The words “fiscal credibility” do not set the heart racing but they are at the heart of every general election. They also represent a slow burning flame which occasionally flares into life between national votes.
Labour was reminded of this yesterday when, fewer than two years after seeing its hopes of a return to government crushed by a cruel and duplicitous Tory press machine, Rebecca Long-Bailey was grilled by Andrew Marr on his Sunday morning BBC show.
For those of who you who didn’t see it then you will not have to think too hard to imagine what happened. A seasoned political journalist read out a list of spending pledges served up by an opposition Labour Party and asked a frontbencher how they were going to pay for all of them. It is a familiar tactic and was one deployed repeatedly in the 18 months before the last election.
Marr recited around £63bn of Labour’s planned spending, which the shadow business secretary said was “broadly accurate” and then quoted BBC analysis of Labour plans to scrap Tory giveaways for big business and wealthy individuals, claimed the opposition was £30bn short and accused his interview of answering with a “meaningless overall figure”.
Long-Bailey stuck to her guns and insisted Labour could raise around £70bn from cancelling cuts to corporation tax, inheritance tax, capital gains and the bank levy.
For the shadow cabinet minister, promoted from opposing the chief secretary last year, it will have been an unhappy morning’s work. The headlines were blunt – forget the Daily Mail, even the Labour-supporting Mirror said Long-Bailey “struggled under grilling on Labour’s tax and spending plans” – and underlined a political truth of the last 30 years, that a left-wing opposition will always be attacked by a Tory government on spending. And that television news shows, even on the impartial BBC, still love a “gotcha!” moment.
There is a simple way to avoid getting skewered on this type of programme – and that is to carry round a piece of paper listing two things: firstly, all your party’s spending announcements, and, secondly, a small chart of the spending cuts, tax rises or other revenue raisers with which you would fund them. If it sounds boring, then it is, but getting through a live broadcast interview at a time when your team is polling badly is about 90 per cent perspiration and 10 per cent inspiration.

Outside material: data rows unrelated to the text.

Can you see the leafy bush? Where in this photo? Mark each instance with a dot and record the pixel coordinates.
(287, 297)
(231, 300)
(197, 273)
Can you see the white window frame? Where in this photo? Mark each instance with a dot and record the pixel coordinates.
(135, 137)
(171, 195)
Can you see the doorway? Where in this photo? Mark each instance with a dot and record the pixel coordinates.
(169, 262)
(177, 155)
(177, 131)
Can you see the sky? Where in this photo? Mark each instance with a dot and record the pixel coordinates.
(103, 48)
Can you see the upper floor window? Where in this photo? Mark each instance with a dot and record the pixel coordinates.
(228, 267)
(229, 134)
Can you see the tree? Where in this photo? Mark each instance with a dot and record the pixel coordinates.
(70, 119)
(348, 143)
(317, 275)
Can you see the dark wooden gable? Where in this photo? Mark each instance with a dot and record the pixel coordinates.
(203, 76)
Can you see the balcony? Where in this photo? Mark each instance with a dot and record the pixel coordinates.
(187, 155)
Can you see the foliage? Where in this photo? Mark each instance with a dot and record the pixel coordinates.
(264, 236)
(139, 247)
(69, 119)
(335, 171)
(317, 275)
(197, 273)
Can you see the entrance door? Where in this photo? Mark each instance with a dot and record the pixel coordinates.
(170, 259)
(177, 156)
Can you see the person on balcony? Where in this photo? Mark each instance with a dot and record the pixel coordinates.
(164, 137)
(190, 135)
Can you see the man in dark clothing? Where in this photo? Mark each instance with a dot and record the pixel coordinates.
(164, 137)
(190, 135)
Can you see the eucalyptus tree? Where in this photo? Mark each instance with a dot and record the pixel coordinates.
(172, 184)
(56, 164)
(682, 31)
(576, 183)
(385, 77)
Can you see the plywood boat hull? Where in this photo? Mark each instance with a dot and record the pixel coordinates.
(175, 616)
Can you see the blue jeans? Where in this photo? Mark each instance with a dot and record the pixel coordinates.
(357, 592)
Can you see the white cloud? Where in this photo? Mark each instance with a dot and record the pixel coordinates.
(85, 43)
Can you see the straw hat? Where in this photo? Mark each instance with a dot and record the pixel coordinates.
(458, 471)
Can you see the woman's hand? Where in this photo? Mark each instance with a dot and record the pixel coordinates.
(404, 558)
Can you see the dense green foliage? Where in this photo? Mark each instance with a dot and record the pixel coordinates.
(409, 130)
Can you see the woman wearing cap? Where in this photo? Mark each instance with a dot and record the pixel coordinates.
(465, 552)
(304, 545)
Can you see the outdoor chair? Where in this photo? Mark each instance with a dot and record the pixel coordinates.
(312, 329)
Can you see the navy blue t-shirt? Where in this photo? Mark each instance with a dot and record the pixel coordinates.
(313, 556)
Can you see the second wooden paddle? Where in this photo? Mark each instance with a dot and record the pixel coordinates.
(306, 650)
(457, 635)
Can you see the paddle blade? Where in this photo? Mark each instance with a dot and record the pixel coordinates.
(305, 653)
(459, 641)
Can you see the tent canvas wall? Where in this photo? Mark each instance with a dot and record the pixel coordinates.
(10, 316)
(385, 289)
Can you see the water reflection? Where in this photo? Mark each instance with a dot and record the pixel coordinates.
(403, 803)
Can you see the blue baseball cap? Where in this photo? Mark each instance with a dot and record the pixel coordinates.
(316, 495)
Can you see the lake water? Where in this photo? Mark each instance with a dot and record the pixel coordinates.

When I worked for a shadow cabinet minister, and stood as a parliamentary candidate, that single side of A4 accompanied me everywhere.
Long-Bailey is seen as a hard-working shadow cabinet member and, of the top Corbynistas, does not seem to provoke the ire of those on the centre-left in the manner of people like her former boss, John McDonnell. Her interview was not a “Chloe Smith moment” and will soon be forgotten. What it showed, however, is that Labour must be water-tight on spending.
This is not a political preference and the debate about whether Labour should promise to balance the books is too big to enter into here. What is clear is that Labour is behind a failing Tory government on economic trust. A poll last week – carried out after the new chancellor’s first, disastrous Budget – handed Philip Hammond and Theresa May a 31-point lead over McDonnell and Jeremy Corbyn on economic competence. And this was a survey carried out amid a backdrop over uncertainty over Brexit and a squeeze on wage growth which the Resolution Foundation think tank said was the largest since the Napoleonic Wars.
Yesterday afternoon Labour officials sent round a briefing note itemising out how the shadow Treasury team found its way to the headline number. “The £70bn is a conservative figure that comes from Labour research in consultation with the House of Commons Library”, a spokesperson added.
The challenge is, of course, much of the media and – if the polls are to be believed – many of the public have concerns about Labour spending. Economic credibility is hard-won and easily lost. Ed Miliband and Ed Balls spent much of the last parliament reining in the inclinations of shadow ministers who wanted to spend, and went into the general election promising to eliminate the current budget deficit, and to get the national debt falling within five years, before going down to a heavy deficit to a Tory duo of David Cameron and George Osborne who had missed all their key targets on the deficit and the public debt.
Fiscal credibility is a slow burner for Labour. Much of the media will pour fuel on to the fire at key moments in the electoral cycle. To win again we need to be able to fight our way through each and every interview.